Zdrowie: Tu było kiepsko. Od prawie trzech tygodni choruję. Przeziębienie, zainfekowane górne drogi oddechowe. W końcu przeszłam na antybiotyk i teraz powoli zdrowieję.

No, to teraz sprawdźmy, co na temat mojego marca mają do powiedzenia miesięczne horoskopy z kilku najpopularniejszych portali w Polsce.

HOROSKOPY – WP.PL

Miesięczny Solarius właściwie skupia się na doradzaniu mi, co powinnam zrobić. W końcu wróży: Jest zarazem szansa na to, że tegoroczne przedwiośnie nie przyniesie Wam typowych zdrowotnych i emocjonalnych zawirowań, że bardzo dobrze zniesiecie przestrojenie organizmu na inne obroty. Jeszcze więcej powodów do zadowolenia i optymizmu będziecie mieć na polu miłosnym i partnerskim. To doskonały czas na seks i erotyczne uciechy, a także nadzieja na to, że zbudujecie trwały i szczęśliwy związek.
Oczywiście zdaję sobie sprawę z asekuracji „jest szansa”, „jest nadzieja” itp., ale spójrzmy prawdzie w oczy. Pudło. Całkowite pudło!

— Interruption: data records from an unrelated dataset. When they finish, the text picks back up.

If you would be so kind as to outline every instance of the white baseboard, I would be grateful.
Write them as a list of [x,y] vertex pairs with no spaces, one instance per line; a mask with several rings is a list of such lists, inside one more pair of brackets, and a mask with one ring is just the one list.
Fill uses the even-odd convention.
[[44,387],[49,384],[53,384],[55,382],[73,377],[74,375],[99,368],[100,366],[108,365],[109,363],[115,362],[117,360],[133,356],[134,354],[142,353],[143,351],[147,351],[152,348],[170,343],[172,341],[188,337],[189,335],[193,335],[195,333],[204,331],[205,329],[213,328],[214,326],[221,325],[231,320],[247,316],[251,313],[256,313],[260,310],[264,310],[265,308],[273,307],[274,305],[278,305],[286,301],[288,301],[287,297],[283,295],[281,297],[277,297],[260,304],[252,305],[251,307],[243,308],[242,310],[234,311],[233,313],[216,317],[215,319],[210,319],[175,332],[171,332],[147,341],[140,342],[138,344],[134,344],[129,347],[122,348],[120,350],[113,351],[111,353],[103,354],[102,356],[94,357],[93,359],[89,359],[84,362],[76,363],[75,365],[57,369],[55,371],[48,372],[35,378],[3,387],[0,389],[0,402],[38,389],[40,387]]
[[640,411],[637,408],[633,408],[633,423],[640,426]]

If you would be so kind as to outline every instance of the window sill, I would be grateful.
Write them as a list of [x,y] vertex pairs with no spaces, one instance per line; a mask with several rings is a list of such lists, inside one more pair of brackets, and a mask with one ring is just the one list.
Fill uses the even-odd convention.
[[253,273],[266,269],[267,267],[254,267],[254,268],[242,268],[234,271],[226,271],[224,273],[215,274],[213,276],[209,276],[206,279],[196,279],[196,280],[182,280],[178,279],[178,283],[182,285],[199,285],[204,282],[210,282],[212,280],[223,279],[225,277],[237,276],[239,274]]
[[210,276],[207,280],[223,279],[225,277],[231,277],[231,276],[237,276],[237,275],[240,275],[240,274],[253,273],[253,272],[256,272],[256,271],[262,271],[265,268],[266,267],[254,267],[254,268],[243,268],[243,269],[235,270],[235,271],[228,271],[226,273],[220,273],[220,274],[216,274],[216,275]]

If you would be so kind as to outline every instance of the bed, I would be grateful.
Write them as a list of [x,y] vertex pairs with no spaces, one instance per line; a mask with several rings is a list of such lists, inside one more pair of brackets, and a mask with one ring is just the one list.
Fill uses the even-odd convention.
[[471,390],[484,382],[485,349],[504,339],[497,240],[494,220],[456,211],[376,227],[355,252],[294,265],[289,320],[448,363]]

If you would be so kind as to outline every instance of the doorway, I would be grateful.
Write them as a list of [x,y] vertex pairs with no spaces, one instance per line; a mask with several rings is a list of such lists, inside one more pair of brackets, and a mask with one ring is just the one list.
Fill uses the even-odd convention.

Miesięczny Bogusi, choć brzmi mniej magicznie od „solariusa”, ma już więcej racji: Prawdopodobnie marcowe dni przyniosą jakieś dylematy, nierozwiązane sprawy, które trzeba jakoś uporządkować. Niektórym Lwom trzeba będzie dać czas na zastanowienie się, co dalej. Zrozumienie, że tkwienie w pewnych schematach, nie prowadzi do rozwoju, prowadzi wręcz do destrukcji. Zatem być może niektóre zodiakalne Lwy będą chciały zmienić pracę, odejść od partnera życiowego lub przeprowadzić się do nowego mieszkania. Właściwie, to za jakiś czas zrozumiesz, że problem istniał tylko w sferze Twojego umysłu.
Bogusia właściwie nie myli się w ani jednym zdaniu. Sukces!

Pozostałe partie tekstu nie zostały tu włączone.